Why no consensus protocol
There is no “correct” global state — only convergent local states. Each node is self-producing (autopoietic).
Why memory layers
L0 stays private. L1 is gated by coupling. L2 is always exchanged. Each layer is a boundary of disclosure — following OOO’s withdrawal.
Implementation
@sym-bot/sym — reference implementation (npm)
sym-swift — iOS/macOS implementation (Swift Package Manager)
mesh-cognition — coupling engine — Mesh Cognition (npm, PyPI)
References
Mesh Cognition Whitepaper — CfC neural networks, Kuramoto coherence, coupling theory
Hasani, R. et al. (2022). Closed-form continuous-time neural networks. Nature Machine Intelligence, 4, 992–1003.
Friston, K. (2010). The free-energy principle. Nature Reviews Neuroscience, 11, 127–138.
Mindverse (2025). AI-native Memory 2.0: Second Me. arXiv:2503.08102.

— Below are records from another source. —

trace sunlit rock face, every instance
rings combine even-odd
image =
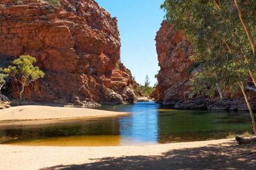
[[[166,21],[162,23],[156,41],[160,70],[158,84],[153,95],[158,102],[182,109],[247,110],[242,95],[239,94],[233,99],[225,94],[222,104],[217,93],[214,99],[202,96],[191,99],[189,79],[193,73],[200,70],[189,59],[193,54],[191,43],[182,31],[175,32]],[[255,109],[256,100],[253,100],[256,99],[255,95],[251,93],[249,96]]]
[[[30,55],[46,75],[26,88],[24,99],[133,102],[137,85],[120,62],[116,19],[93,0],[60,0],[61,7],[47,1],[0,1],[1,64]],[[10,89],[17,98],[19,86],[14,83]]]

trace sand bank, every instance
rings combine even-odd
[[[0,145],[0,169],[253,169],[255,151],[231,139],[94,147]]]
[[[0,123],[12,121],[100,118],[129,114],[130,113],[88,108],[24,106],[0,110]]]

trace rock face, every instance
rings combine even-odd
[[[242,95],[235,99],[226,96],[222,104],[217,94],[214,99],[202,96],[190,99],[189,79],[193,73],[198,71],[197,64],[189,60],[193,55],[191,42],[182,31],[174,32],[172,25],[166,21],[162,23],[156,41],[160,70],[158,84],[153,95],[158,102],[182,109],[248,109]],[[250,97],[254,99],[251,94]],[[251,100],[255,109],[255,100]]]
[[[131,103],[136,83],[120,62],[117,20],[94,0],[1,0],[0,62],[30,55],[45,77],[27,87],[30,101]],[[48,2],[48,3],[47,3]],[[19,86],[10,88],[14,98]]]

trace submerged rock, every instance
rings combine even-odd
[[[222,103],[217,94],[214,99],[198,96],[189,98],[191,92],[189,79],[200,71],[197,63],[189,59],[193,55],[191,43],[182,31],[175,32],[173,26],[164,21],[156,37],[156,50],[160,70],[158,84],[153,93],[156,102],[179,109],[218,110],[248,110],[246,104],[239,93],[234,98],[226,94]],[[250,95],[253,108],[256,109],[255,95]]]
[[[93,0],[50,2],[0,3],[0,67],[30,55],[45,73],[26,88],[24,99],[81,105],[133,102],[137,84],[120,62],[116,18]],[[11,95],[18,98],[19,86],[11,85]]]

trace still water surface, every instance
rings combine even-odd
[[[173,110],[153,102],[103,106],[129,116],[58,124],[0,128],[0,144],[23,146],[142,145],[226,138],[251,131],[248,113]]]

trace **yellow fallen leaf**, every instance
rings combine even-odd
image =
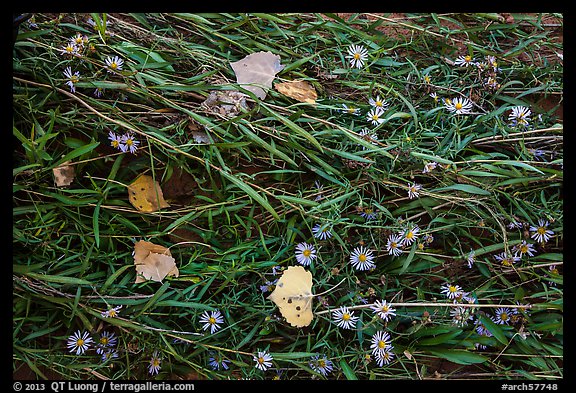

Aristotle. Metaphysics. · Harman. Object-Oriented Ontology. · Clark & Chalmers (1998). The Extended Mind.
Maturana & Varela (1980). Autopoiesis and Cognition. · Laozi. Tao Te Ching.
Intellectual Property
The Mesh Memory Protocol is original work by Hongwei Xu and SYM.BOT Ltd. The following remain proprietary: trained CfC models and training procedures, SYM transformation mechanisms, xMesh coupled dynamics, domain-specific product integrations, and production configurations.
Academic citation of this work is permitted and encouraged.